Hoy hace 45 añitos que nací. Llegue a este mundo sobre las 6 de la tarde en el Puerto de Santa María, Provincia de Cádiz, como segundo hijo y primer varón de mis padres, Juan y Pilar. Resulta evidente que como todos, pocos son los recuerdos de aquellos primeros días, meses o años, aunque son tantos los recuerdos del resto de mi vida que sería injusto perderme entre pantalones cortos, recuerdos del colegio o compañeros de aventuras, travesuras, riñas, gamberradas o primeros amores. Sobre todo porque ahora, hoy, el día de mi cumpleaños solo quisiera tener el don para ser capaz de agradecer a mis padres, el haberme concebido, cuidado, educado y formado para ser y haber llegado hasta aquí.
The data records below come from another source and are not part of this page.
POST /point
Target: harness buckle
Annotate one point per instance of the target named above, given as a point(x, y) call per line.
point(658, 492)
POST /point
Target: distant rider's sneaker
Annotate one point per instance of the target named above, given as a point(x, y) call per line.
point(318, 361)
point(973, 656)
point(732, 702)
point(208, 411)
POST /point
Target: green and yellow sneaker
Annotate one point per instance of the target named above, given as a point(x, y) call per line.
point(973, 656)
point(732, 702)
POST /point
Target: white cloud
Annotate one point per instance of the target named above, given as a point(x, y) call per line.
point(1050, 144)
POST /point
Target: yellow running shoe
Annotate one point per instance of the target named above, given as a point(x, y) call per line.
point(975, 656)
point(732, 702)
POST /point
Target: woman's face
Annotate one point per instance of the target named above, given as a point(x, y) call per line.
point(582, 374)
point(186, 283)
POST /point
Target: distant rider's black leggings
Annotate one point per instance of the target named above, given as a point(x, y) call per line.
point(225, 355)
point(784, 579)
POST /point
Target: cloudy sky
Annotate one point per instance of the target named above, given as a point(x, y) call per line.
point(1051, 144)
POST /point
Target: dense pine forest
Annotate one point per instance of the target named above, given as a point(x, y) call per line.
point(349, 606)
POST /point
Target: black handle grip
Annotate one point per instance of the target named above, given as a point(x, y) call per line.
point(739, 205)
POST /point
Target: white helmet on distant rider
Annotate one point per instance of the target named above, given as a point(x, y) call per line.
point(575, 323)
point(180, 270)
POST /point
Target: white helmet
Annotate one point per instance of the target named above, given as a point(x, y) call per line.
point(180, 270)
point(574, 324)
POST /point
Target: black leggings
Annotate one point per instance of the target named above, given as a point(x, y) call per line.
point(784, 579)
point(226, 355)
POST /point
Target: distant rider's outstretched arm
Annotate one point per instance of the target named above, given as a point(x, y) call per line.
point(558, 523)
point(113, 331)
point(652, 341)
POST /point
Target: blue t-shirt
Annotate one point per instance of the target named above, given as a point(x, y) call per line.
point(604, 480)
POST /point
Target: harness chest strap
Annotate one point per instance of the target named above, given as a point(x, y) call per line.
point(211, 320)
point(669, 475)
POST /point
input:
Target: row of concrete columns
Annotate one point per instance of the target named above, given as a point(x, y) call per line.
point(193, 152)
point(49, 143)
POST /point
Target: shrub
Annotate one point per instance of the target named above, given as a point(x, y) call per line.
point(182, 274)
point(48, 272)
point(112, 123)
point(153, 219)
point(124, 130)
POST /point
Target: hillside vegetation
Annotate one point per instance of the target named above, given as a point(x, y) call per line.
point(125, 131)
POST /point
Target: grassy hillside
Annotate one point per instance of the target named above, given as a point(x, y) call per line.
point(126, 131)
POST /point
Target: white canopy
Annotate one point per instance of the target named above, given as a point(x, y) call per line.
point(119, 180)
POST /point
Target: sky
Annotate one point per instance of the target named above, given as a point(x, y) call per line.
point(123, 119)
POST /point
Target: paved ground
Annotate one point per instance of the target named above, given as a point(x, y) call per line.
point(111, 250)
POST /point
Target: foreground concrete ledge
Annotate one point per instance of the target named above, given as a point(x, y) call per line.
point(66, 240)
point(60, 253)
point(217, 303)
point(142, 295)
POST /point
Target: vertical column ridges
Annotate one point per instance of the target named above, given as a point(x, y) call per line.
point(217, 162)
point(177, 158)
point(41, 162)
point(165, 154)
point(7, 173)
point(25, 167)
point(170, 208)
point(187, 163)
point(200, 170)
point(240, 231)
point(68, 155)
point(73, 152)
A mi madre. Una mujer como cualquiera de las mujeres de entonces, más preocupada por su familia y su casa que por ella misma. Una mujer fuerte por las circunstancias que fue capaz de criar y educar sola a sus cuatro hijos, sin olvidar ni dejarnos olvidar a su marido, nuestro padre, ausente y presente en cada uno de los momentos más importantes de nuestras vidas. Una mujer de las de aquella España típica y sin tópicos, capaz de sonreírnos mientras sus mejillas eran cruzadas por las más amargas lágrimas que se pueden llorar por las noticias del último temporal en alta mar, donde mi padre dejaba su vida por darnos todo lo que el nunca tuvo ni podría disfrutar. Cuantas tardes de invierno, caminamos hasta el entonces locutorio de la calle Larga, cogidos de la mano, para esperar la llamada de “La costera” y repetir el ritual de la espera nerviosa, sentada con mi hermana a su lado y mi hermano, más pequeño en su regazo, mientras observaba nerviosa cada gesto de la operadora tras cada toque del timbre. Cuanto miedo simulado en juegos cansinos para mitigar la espera hasta recibir la bendita llamada, observándola cuando por fin sonreía mientras nos acercaba al vetusto aparato y tras un “te quiero” el consabido “cambio” para oír lejana y entrecortada la respuesta emocionada de nuestro padre, su marido.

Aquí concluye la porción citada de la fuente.